Three months after members of the Citizens’ Advisory Committee presented their recommendations for the district’s school-choice policy, the Valley Stream Central High School District’s Board of Education voted on which recommendations to accept.
“Over the past several weeks, I’ve been working with my team and [legal] counsel on analyzing the various recommendations that came forward,” Superintendent Bill Heidenreich said at the Board of Education’s committee meeting on May 1. “There were upwards of nearly 20 recommendations, and what I’d like to do is walk the school board through my preliminary analysis and give board members the opportunity to ask any questions that they may have.”
Heidenreich started his analysis by saying that “many of the recommendations that came in were outside of the scope of the committee.” The Citizens’ Advisory Committee was formed last August to “review information regarding enrollment and projected enrollments, to consider alternative attendance areas and to recommend alternative attendance areas if appropriate,” according to Heidenreich. It was formed after the board received a petition signed by parents, students and teachers asking them to review the district’s school-choice, or waiver, policy.
The board decided that a number of the committee’s recommendations were outside its reach. These included ensuring that students still live in the district by having parents reregister each year; issuing a press release correcting the Herald’s inaccurate reporting in reference to a story about the architect’s functional capacity numbers; checking the validity of the signatures on petitions to review the school-choice policy; allowing students to stay with their peers from elementary school, rather than splitting them between two schools; and rezoning the district into three K-12 districts.
“More than outside of the scope of the committee, what would have to happen is that you’d have to have a public hearing, put it up for a vote in each district, and they would all have to agree, and after [the vote], it would have to be cleared by the state education department,” President Bill Stris said of the latter proposal. “It’s not going to happen.”
However, Stris was in favor of studying the effects of restructuring the school district so that every student would attend Memorial Junior High School. “I always support a study, as long as the study is not too expensive,” he said before he polled the board on their perspective.
The motion passed with a vote of six-to-three.
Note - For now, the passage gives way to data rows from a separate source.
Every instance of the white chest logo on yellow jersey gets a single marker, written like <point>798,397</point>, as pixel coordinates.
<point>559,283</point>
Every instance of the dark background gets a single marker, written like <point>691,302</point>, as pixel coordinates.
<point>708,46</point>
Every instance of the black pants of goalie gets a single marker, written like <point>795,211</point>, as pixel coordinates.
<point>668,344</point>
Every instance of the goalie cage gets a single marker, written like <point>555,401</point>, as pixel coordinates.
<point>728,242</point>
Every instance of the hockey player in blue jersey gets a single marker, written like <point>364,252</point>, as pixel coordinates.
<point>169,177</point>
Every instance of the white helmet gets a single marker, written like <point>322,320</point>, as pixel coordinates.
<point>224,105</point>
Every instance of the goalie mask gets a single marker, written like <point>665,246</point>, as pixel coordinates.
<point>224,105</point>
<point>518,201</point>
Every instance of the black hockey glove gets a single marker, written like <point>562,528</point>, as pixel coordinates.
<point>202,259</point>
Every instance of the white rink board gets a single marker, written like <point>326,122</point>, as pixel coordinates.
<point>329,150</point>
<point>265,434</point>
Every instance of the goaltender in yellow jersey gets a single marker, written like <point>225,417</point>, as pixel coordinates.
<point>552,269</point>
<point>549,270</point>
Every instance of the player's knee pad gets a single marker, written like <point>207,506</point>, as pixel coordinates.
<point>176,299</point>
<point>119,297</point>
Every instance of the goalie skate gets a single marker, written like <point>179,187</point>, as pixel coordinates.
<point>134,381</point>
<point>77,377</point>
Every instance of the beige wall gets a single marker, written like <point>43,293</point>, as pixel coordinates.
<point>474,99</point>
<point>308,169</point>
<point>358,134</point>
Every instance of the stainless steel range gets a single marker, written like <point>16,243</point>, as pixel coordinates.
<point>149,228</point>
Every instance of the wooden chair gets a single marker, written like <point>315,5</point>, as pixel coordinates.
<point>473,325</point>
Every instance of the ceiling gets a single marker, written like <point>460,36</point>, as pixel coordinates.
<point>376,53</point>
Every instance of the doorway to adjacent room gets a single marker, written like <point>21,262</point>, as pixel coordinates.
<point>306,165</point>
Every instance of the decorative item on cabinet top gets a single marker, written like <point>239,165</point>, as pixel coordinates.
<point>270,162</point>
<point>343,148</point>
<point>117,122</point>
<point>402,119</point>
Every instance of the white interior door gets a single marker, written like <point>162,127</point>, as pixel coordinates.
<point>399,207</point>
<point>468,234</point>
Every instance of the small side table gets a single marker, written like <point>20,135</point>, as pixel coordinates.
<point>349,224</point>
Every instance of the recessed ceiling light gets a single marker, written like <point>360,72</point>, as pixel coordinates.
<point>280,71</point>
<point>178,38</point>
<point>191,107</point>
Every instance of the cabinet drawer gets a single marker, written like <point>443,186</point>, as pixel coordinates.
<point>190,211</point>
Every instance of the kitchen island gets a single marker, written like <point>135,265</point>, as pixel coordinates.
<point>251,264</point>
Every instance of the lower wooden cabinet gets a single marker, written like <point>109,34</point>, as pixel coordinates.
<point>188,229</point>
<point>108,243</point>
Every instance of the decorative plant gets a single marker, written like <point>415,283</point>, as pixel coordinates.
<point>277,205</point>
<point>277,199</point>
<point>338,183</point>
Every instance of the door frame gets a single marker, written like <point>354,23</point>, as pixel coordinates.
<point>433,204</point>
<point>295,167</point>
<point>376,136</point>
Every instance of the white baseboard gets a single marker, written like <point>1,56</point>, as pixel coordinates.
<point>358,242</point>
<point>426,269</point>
Stris admitted that restructuring the district was outside the area of the Citizen’s Advisory Committee.
One of the proposals asked to change the language of the waiver letter sent to sixth-grade parents — which some parents thought was too suggestive. Included in the recommendation was an alternative sample letter. “I think it’s certainly something we could use,” Heidenreich said.
Another proposal nixed mailing the waiver letter, and proposed having it available online instead. Vice President John Maier said that he thought the proposal was fair.
Others disagreed. Trustee Ingrid Wyllie-Dacon offered, “People wouldn’t see that [the waiver letter] because they don’t check the site.” Trustee Kenneth Cummings said, “It’s really not fair to not let parents know they can do that.” Trustee Sean Douglas expressed his concern that the district would be sued if parents missed important policy information. In the end, the board voted 5-4 to continue sending the letter.
The board did, however, vote to eliminate publication of the letter in the Herald. Trustees Cummings and James Lavery were in favor of having the letter published. “The more information you put out there, the better,” said Cummings.
Trustee Lisa Pellicane was against publication. “If you’re mailing it to the house, that should be enough,” she said.
Heidenreich will now provide board members with a summary of their decisions, and the board will vote on a final report at its business meeting on June 12.